🤖 AI Summary
This paper addresses the inaccuracy in expert reward function inference and limited theoretical applicability of inverse reinforcement learning (IRL). We propose a reward compatibility framework that introduces, for the first time, a continuous compatibility metric—replacing traditional binary feasibility judgments—to uniformly model both optimal and suboptimal demonstrations, as well as online and offline data settings. Compatibility is defined via policy performance deviation, enabling principled integration of demonstration quality and uncertainty. We design a scalable optimization algorithm and derive a theoretically grounded upper bound on sample complexity. Our framework achieves provably efficient IRL across tabular to large-scale MDPs, significantly expanding the theoretical scope of IRL: it accommodates imperfect demonstrations, provides tight sample complexity guarantees, and balances theoretical rigor with computational tractability.
📝 Abstract
We provide an original theoretical study of Inverse Reinforcement Learning (IRL) through the lens of reward compatibility, a novel framework to quantify the compatibility of a reward with the given expert's demonstrations.
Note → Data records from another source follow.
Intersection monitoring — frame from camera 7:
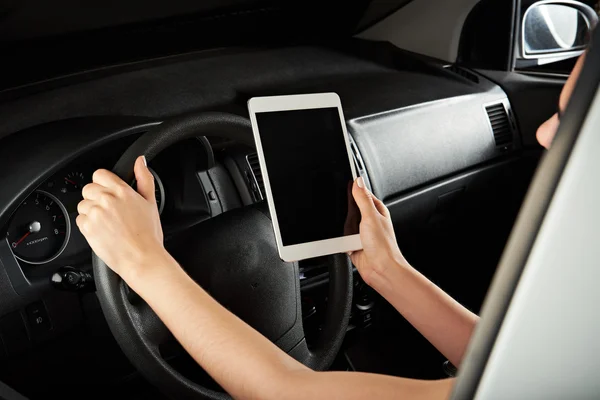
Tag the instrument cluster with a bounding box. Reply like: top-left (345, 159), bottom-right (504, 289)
top-left (6, 166), bottom-right (165, 265)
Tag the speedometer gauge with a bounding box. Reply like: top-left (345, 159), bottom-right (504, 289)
top-left (6, 190), bottom-right (71, 264)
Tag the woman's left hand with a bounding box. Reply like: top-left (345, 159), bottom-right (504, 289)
top-left (77, 156), bottom-right (165, 283)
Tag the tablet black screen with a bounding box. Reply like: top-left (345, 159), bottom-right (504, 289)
top-left (256, 107), bottom-right (360, 246)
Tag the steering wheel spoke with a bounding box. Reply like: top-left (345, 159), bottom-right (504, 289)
top-left (92, 113), bottom-right (352, 400)
top-left (121, 282), bottom-right (173, 351)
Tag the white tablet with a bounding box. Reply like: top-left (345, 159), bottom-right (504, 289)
top-left (248, 93), bottom-right (362, 261)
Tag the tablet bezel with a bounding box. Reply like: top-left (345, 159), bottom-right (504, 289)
top-left (248, 93), bottom-right (362, 262)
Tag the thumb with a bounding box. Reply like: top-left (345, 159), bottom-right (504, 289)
top-left (352, 176), bottom-right (377, 217)
top-left (133, 156), bottom-right (155, 202)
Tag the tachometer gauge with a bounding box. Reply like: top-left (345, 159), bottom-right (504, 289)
top-left (6, 190), bottom-right (71, 264)
top-left (148, 167), bottom-right (165, 214)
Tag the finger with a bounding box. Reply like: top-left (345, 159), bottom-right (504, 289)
top-left (373, 195), bottom-right (390, 218)
top-left (92, 169), bottom-right (125, 189)
top-left (77, 200), bottom-right (95, 215)
top-left (352, 177), bottom-right (378, 217)
top-left (81, 183), bottom-right (108, 200)
top-left (75, 214), bottom-right (87, 235)
top-left (133, 156), bottom-right (156, 202)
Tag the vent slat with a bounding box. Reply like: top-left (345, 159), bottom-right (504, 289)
top-left (246, 153), bottom-right (265, 201)
top-left (485, 103), bottom-right (513, 147)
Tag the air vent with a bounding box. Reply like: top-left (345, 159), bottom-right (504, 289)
top-left (485, 103), bottom-right (513, 147)
top-left (246, 153), bottom-right (265, 201)
top-left (445, 64), bottom-right (479, 83)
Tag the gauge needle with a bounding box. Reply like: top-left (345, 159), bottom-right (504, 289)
top-left (13, 221), bottom-right (42, 247)
top-left (13, 231), bottom-right (31, 247)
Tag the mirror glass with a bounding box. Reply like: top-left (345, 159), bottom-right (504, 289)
top-left (523, 4), bottom-right (590, 55)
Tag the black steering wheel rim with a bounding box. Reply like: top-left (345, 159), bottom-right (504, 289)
top-left (92, 112), bottom-right (352, 400)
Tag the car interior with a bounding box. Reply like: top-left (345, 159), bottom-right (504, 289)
top-left (0, 0), bottom-right (596, 399)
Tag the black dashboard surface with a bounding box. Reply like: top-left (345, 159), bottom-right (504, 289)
top-left (0, 43), bottom-right (520, 378)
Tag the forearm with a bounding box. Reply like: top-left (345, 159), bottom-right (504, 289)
top-left (126, 253), bottom-right (453, 400)
top-left (128, 253), bottom-right (310, 399)
top-left (372, 265), bottom-right (479, 366)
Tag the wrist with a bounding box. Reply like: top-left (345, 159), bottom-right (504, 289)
top-left (121, 247), bottom-right (178, 292)
top-left (370, 257), bottom-right (412, 297)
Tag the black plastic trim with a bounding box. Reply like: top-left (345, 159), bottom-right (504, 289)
top-left (451, 25), bottom-right (600, 400)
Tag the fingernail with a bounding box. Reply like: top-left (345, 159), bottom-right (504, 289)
top-left (356, 176), bottom-right (365, 189)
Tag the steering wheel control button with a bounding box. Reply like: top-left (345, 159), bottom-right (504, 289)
top-left (0, 311), bottom-right (31, 357)
top-left (50, 267), bottom-right (95, 292)
top-left (25, 301), bottom-right (52, 336)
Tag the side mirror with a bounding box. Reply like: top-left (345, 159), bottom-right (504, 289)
top-left (517, 0), bottom-right (598, 67)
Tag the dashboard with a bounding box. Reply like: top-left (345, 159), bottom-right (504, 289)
top-left (0, 43), bottom-right (540, 390)
top-left (0, 134), bottom-right (232, 290)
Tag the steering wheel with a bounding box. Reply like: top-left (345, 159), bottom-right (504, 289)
top-left (92, 113), bottom-right (352, 399)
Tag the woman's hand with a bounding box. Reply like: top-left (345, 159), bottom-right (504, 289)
top-left (77, 156), bottom-right (165, 283)
top-left (350, 177), bottom-right (408, 290)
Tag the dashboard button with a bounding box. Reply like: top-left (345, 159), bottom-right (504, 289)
top-left (25, 301), bottom-right (52, 335)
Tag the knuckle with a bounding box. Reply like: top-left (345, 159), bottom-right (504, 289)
top-left (115, 182), bottom-right (129, 197)
top-left (99, 192), bottom-right (115, 207)
top-left (81, 183), bottom-right (93, 198)
top-left (92, 169), bottom-right (108, 182)
top-left (87, 205), bottom-right (102, 220)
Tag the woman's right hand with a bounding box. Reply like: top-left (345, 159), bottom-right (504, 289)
top-left (350, 177), bottom-right (408, 290)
Intuitively, a reward is more compatible with the demonstrations the closer the performance of the expert's policy computed with that reward is to the optimal performance for that reward. This generalizes the notion of feasible reward set, the most common framework in the theoretical IRL literature, for which a reward is either compatible or not compatible. The grayscale introduced by the reward compatibility is the key to extend the realm of provably efficient IRL far beyond what is attainable with the feasible reward set: from tabular to large-scale MDPs. We analyze the IRL problem across various settings, including optimal and suboptimal expert's demonstrations and both online and offline data collection. For all of these dimensions, we provide a tractable algorithm and corresponding sample complexity analysis, as well as various insights on reward compatibility and how the framework can pave the way to yet more general problem settings.